Artificial neural networks have been applied to speech tasks for well over 50 years. In particular, multilayer perceptrons (MLPs) have been used as components in HMM-based systems for 25 years. This presentation will describe the long journey from early speech classification experiments with MLPs in the 1960s to the present day implementations. There will be an emphasis on hybrid HMM/MLP approaches that have dominated the use of artificial neural networks for speech recognition since the late 1980s, but which have only recently gained mainstream adoption.
Nelson Morgan has been working on problems in signal processing and pattern recognition since 1974, with a primary emphasis on speech processing. He may have been the first to use neural networks for speech classification in a commercial application. He is a former Editor-in-chief of Speech Communication, and is also a Fellow of the IEEE and of ISCA. In 1997 he received the Signal Processing Magazine best paper award (together with co-author Herve Bourlard) for an article that described the basic hybrid HMM/MLP approach. He also co-wrote a text (written jointly with Ben Gold) on speech and audio signal processing, with a new (2011) second edition that was revised in collaboration with Dan Ellis of Columbia University. He is the deputy director (and former director) of the International Computer Science Institute (ICSI), and is a Professor-in-residence in the EECS Department at the University of California at Berkeley.
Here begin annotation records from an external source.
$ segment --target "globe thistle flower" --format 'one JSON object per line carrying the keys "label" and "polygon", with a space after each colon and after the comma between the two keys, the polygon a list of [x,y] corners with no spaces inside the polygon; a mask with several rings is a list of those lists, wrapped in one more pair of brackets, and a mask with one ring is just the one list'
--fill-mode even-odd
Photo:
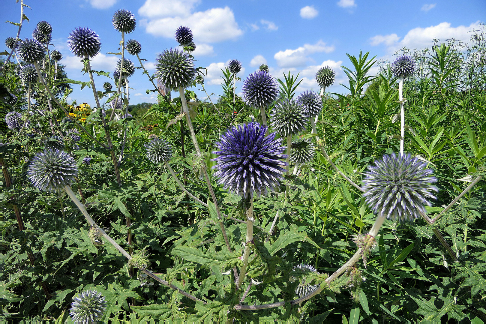
{"label": "globe thistle flower", "polygon": [[238,60],[231,60],[228,63],[228,69],[233,74],[236,74],[242,70],[242,64]]}
{"label": "globe thistle flower", "polygon": [[128,52],[128,54],[136,55],[142,50],[142,46],[140,45],[139,41],[136,39],[130,39],[126,42],[125,48],[126,49],[126,51]]}
{"label": "globe thistle flower", "polygon": [[187,46],[192,42],[192,32],[189,27],[181,26],[175,31],[175,40],[182,46]]}
{"label": "globe thistle flower", "polygon": [[315,150],[308,139],[293,142],[291,146],[290,162],[298,165],[305,164],[313,158],[315,153]]}
{"label": "globe thistle flower", "polygon": [[408,55],[400,55],[395,59],[390,69],[398,78],[407,78],[415,72],[415,61]]}
{"label": "globe thistle flower", "polygon": [[37,81],[37,74],[35,67],[32,64],[24,65],[19,72],[20,79],[26,84],[34,83]]}
{"label": "globe thistle flower", "polygon": [[65,148],[64,141],[60,136],[52,136],[44,142],[44,146],[47,150],[64,151]]}
{"label": "globe thistle flower", "polygon": [[37,30],[40,34],[50,35],[52,33],[52,26],[45,20],[41,20],[37,23]]}
{"label": "globe thistle flower", "polygon": [[172,156],[172,147],[162,138],[155,138],[145,146],[147,158],[154,164],[168,161]]}
{"label": "globe thistle flower", "polygon": [[20,129],[22,127],[22,114],[16,111],[11,111],[5,115],[5,122],[7,126],[13,131]]}
{"label": "globe thistle flower", "polygon": [[93,57],[100,52],[101,42],[93,31],[86,27],[78,27],[68,36],[69,48],[79,57]]}
{"label": "globe thistle flower", "polygon": [[69,314],[75,323],[92,324],[101,319],[106,310],[106,302],[101,293],[85,290],[74,297]]}
{"label": "globe thistle flower", "polygon": [[57,50],[54,50],[51,52],[51,58],[55,62],[59,62],[62,59],[62,54]]}
{"label": "globe thistle flower", "polygon": [[311,118],[315,118],[322,110],[322,99],[314,91],[304,91],[297,98],[297,101],[305,107]]}
{"label": "globe thistle flower", "polygon": [[299,134],[307,128],[309,120],[307,109],[294,100],[277,102],[270,116],[274,130],[283,137]]}
{"label": "globe thistle flower", "polygon": [[166,50],[157,58],[156,77],[159,82],[171,90],[179,87],[186,88],[192,83],[196,76],[194,61],[187,53],[178,50]]}
{"label": "globe thistle flower", "polygon": [[268,72],[257,71],[250,74],[242,87],[243,98],[249,105],[266,108],[278,95],[277,81]]}
{"label": "globe thistle flower", "polygon": [[61,192],[77,176],[78,167],[67,152],[45,150],[35,154],[27,173],[32,184],[39,190]]}
{"label": "globe thistle flower", "polygon": [[113,27],[120,33],[130,34],[135,29],[135,16],[126,9],[117,10],[111,19]]}
{"label": "globe thistle flower", "polygon": [[285,172],[285,147],[275,133],[266,136],[267,129],[256,122],[233,126],[215,144],[214,175],[225,189],[248,199],[278,185]]}
{"label": "globe thistle flower", "polygon": [[329,67],[324,67],[317,70],[315,80],[321,88],[327,88],[336,81],[336,73]]}
{"label": "globe thistle flower", "polygon": [[[117,70],[119,72],[120,68],[122,66],[122,60],[118,60],[117,62]],[[130,77],[133,75],[135,73],[135,66],[133,65],[133,62],[127,58],[123,59],[123,71],[122,73],[122,77]]]}
{"label": "globe thistle flower", "polygon": [[438,190],[426,166],[410,154],[383,155],[364,173],[365,203],[373,212],[401,223],[418,218],[425,205],[432,205],[429,199],[435,199],[432,192]]}
{"label": "globe thistle flower", "polygon": [[268,66],[266,65],[266,63],[263,63],[260,65],[260,67],[258,68],[259,71],[263,71],[263,72],[266,72],[267,73],[270,71],[270,68]]}
{"label": "globe thistle flower", "polygon": [[32,38],[17,42],[16,50],[19,58],[28,64],[42,61],[46,56],[46,48],[44,45]]}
In 2010, it was shown that the combination of hybrid ANN-HMMs with both traditional senone modeling and deep learning is a powerful new acoustic model for ASR. Dubbed the Context-Dependent Deep-Neural-Network HMM, or CD-DNN-HMM, it has so far led to over 40% relative error reduction for speaker-independent recognition on the Switchboard benchmark, compared to the conventional GMM baseline. This is arguably the largest gain obtained through a single technology in ASR. This talk will describe how this discovery has been further developed towards use in practical systems. We will specifically focus on the remarkable benefits from the DNN's ability to learn better feature representations and how they can help in real-life applications; as well as the no less remarkable difficulties arising from the computational cost in training and at runtime, and approaches to address them.
Frank Seide, a native of Hamburg, Germany, is a Senior Researcher/Research Manager at Microsoft Research. His current research focus is on deep neural networks for conversational speech recognition; together with co-author Dong Yu, he was first to show the effectiveness of CD-DNN-HMMs for recognition of conversational speech. Since graduation in 1993, Frank has worked on various speech topics, first at Philips Research in Aachen and Taipei, now at Microsoft Research Asia (Beijing), including spoken-dialogue systems, Mandarin speech recognition, audio search, and speech-to-speech translation.